The notices, primarily issued under Section 131(1A) of the Income-tax Act, 1961, are a direct consequence of the department’s enhanced monitoring of high-value transactions. Any property purchase valued at ₹30 lakh or more is now under the direct scanner of the tax authorities. These transactions are reported to the tax department by property registrars, and this data is then cross-verified with the buyer’s filed Income Tax Returns (ITR).
According to sources within the Finance Ministry, the primary objective of this initiative is to create a more transparent financial ecosystem and deter the use of unaccounted-for money in the real estate sector. The “new rules” are less about a change in the fundamental tax laws and more about a paradigm shift in their enforcement. The Income Tax Department is no longer relying solely on voluntary disclosures and is proactively seeking explanations for large financial outlays.
What Triggers a Notice?
Several factors can trigger these notices. The most common reason is a mismatch between the value of the property purchased and the income declared by the buyer in their ITR. Other red flags for the department include:
- Discrepancies in Tax Deducted at Source (TDS): Any inconsistencies in the TDS filed by the property buyer can lead to scrutiny.
- Incorrect ITR Filing or Non-Filing: Individuals who have not filed their ITR despite undertaking a high-value property transaction are prime targets.
- Source of Funds: The department is keen to understand the source of the funds used for the property purchase.
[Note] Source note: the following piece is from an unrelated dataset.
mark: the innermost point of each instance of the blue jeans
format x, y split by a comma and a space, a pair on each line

Buyers are being asked to provide detailed evidence of their financial sources, which could include savings, loans, gifts, or sale of other assets.
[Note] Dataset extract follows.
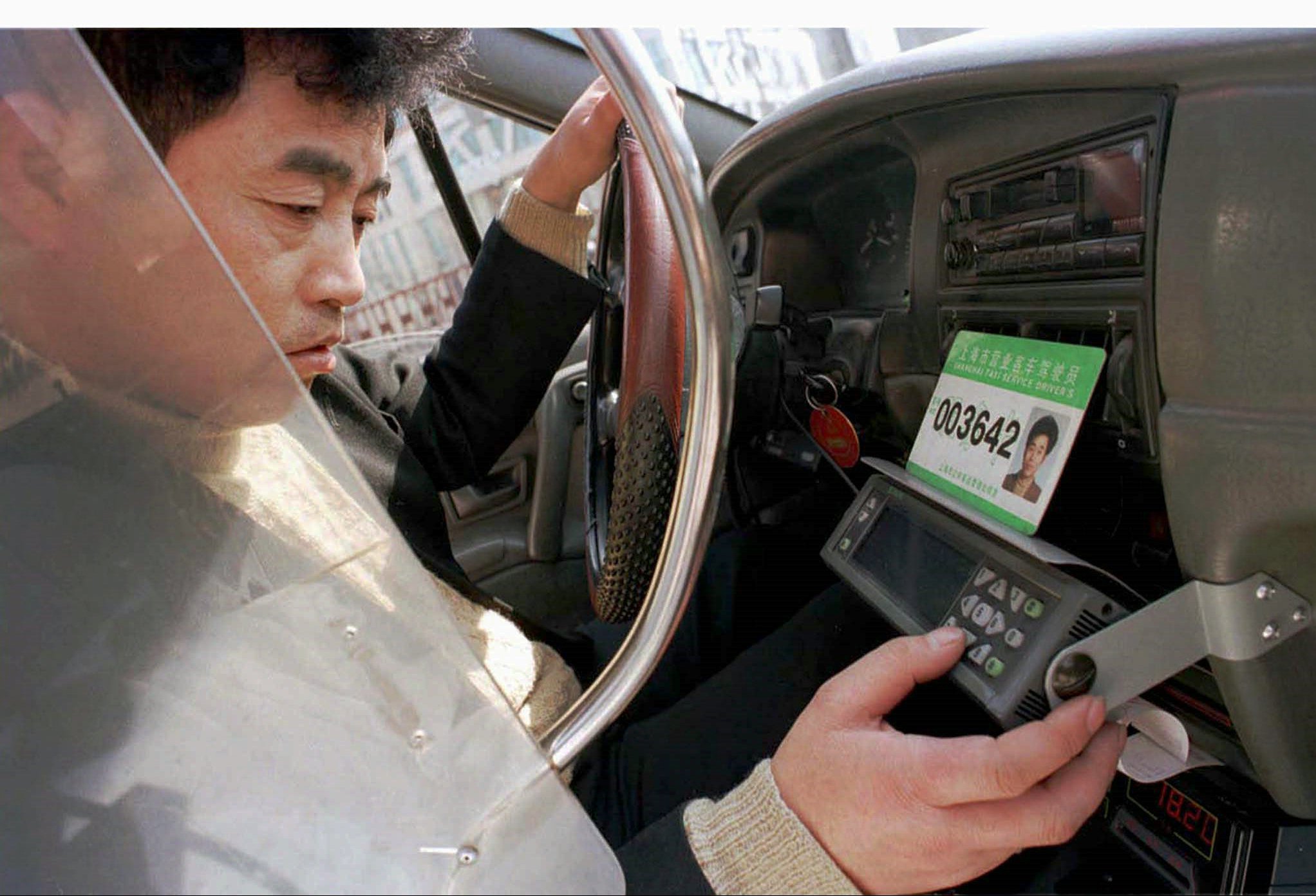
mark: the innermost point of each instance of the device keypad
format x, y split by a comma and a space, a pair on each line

The notices being sent require the property buyers to furnish a host of documents, including their ITR for the relevant assessment years, bank statements, and a complete trail of the funds used for the purchase. Failure to provide a satisfactory explanation can lead to further investigation, penalties, and in some cases, prosecution.
The Power of Section 131(1A)
The invocation of Section 131(1A) is particularly noteworthy. This provision empowers the tax authorities to summon individuals and demand information and documents even if no formal assessment or proceeding is pending against them. This allows for a pre-emptive inquiry based on the information of a high-value transaction.
New Scrutiny Framework for FY 2025-26
This heightened scrutiny is in line with the new guidelines for ITR scrutiny for the financial year 2025-26, which emphasize a data-driven approach. The framework mandates compulsory investigation in specific scenarios, including cases of significant tax evasion detected through data analytics.
Tax experts advise property buyers to be meticulous in their financial dealings and record-keeping. It is crucial to ensure that any major transaction is transparent and that the source of funds is well-documented and legitimate. Proactively disclosing all high-value transactions in the ITR and ensuring that it aligns with the declared income is the most effective way to avoid the taxman’s notice.
This recent wave of notices serves as a clear signal from the Income Tax Department: the era of anonymous high-value transactions is drawing to a close, and every significant purchase is now under its watchful eye.